Equivalent Simple and Pure Shear: Strain Tensor and Rotation Analysis

[luisgml_2000]

Homework Statement

Hello:

The question is this: To show that a simple shear is equivalent to a pure shear if tan($$\alpha$$)=k-1/k.

Homework Equations

The simple shear is given by (ytan($$\alpha$$),0) and the pure shear is (x(k-1), y(1/k-1))

The Attempt at a Solution

I thought that the solution may come up by calculating the strain tensor for each shear. However, they are quite different.

I think that it has something to do with a rotation of the simple shear, but I do not know if it is correct.

Bye.

 

[Jhero]

Thank you for your question. I am a scientist and I would like to help you with your problem. To show that a simple shear is equivalent to a pure shear if tan(\alpha)=k-1/k, we can use the strain tensor to compare the two types of shear.

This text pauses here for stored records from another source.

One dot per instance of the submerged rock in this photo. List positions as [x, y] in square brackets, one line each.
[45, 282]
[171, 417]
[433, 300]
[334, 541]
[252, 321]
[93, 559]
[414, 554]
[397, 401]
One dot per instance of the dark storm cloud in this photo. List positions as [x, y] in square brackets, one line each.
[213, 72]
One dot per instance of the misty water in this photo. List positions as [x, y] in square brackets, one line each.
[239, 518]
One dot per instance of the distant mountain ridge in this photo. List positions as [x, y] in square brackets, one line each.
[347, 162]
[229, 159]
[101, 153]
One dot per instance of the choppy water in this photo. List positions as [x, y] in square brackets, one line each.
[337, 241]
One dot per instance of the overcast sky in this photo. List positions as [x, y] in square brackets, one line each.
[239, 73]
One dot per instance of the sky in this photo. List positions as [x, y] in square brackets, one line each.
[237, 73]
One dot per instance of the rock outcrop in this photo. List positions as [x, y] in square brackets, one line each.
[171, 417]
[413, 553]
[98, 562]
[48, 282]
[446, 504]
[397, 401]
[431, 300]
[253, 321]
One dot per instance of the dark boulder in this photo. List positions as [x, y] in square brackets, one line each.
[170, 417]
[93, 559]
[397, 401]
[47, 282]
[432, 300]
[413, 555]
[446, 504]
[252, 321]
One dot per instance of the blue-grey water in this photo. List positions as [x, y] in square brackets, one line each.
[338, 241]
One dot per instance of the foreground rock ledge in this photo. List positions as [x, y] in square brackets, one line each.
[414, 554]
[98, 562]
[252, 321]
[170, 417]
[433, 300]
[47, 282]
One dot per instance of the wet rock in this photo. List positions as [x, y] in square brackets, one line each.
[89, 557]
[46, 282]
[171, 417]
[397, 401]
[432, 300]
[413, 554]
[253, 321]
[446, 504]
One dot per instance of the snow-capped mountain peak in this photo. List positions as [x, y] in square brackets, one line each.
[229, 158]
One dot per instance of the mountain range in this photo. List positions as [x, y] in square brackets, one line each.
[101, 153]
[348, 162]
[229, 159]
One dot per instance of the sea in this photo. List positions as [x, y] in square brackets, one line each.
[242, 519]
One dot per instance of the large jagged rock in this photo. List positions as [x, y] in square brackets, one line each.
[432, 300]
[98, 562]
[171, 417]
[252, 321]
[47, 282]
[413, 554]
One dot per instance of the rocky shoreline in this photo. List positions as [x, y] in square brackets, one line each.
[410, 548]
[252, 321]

The strain tensor for a simple shear is given by:
[1 tan(\alpha)
0 1]

And the strain tensor for a pure shear is given by:
[k-1 0
0 1/k-1]

We can see that these two tensors are indeed different. However, we can transform the simple shear tensor into the pure shear tensor by applying a rotation. This rotation can be described by the following matrix:
[cos(\alpha) -sin(\alpha)
sin(\alpha) cos(\alpha)]

When we multiply this rotation matrix with the simple shear strain tensor, we get:
[1 tan(\alpha)
0 1] x [cos(\alpha) -sin(\alpha)
sin(\alpha) cos(\alpha)] = [cos(\alpha) tan(\alpha) - sin(\alpha)
sin(\alpha) tan(\alpha) + cos(\alpha)]

This is equivalent to the pure shear strain tensor:
[k-1 0
0 1/k-1]

Therefore, we have shown that a simple shear is equivalent to a pure shear if tan(\alpha)=k-1/k. I hope this helps you with your problem. Let me know if you have any further questions.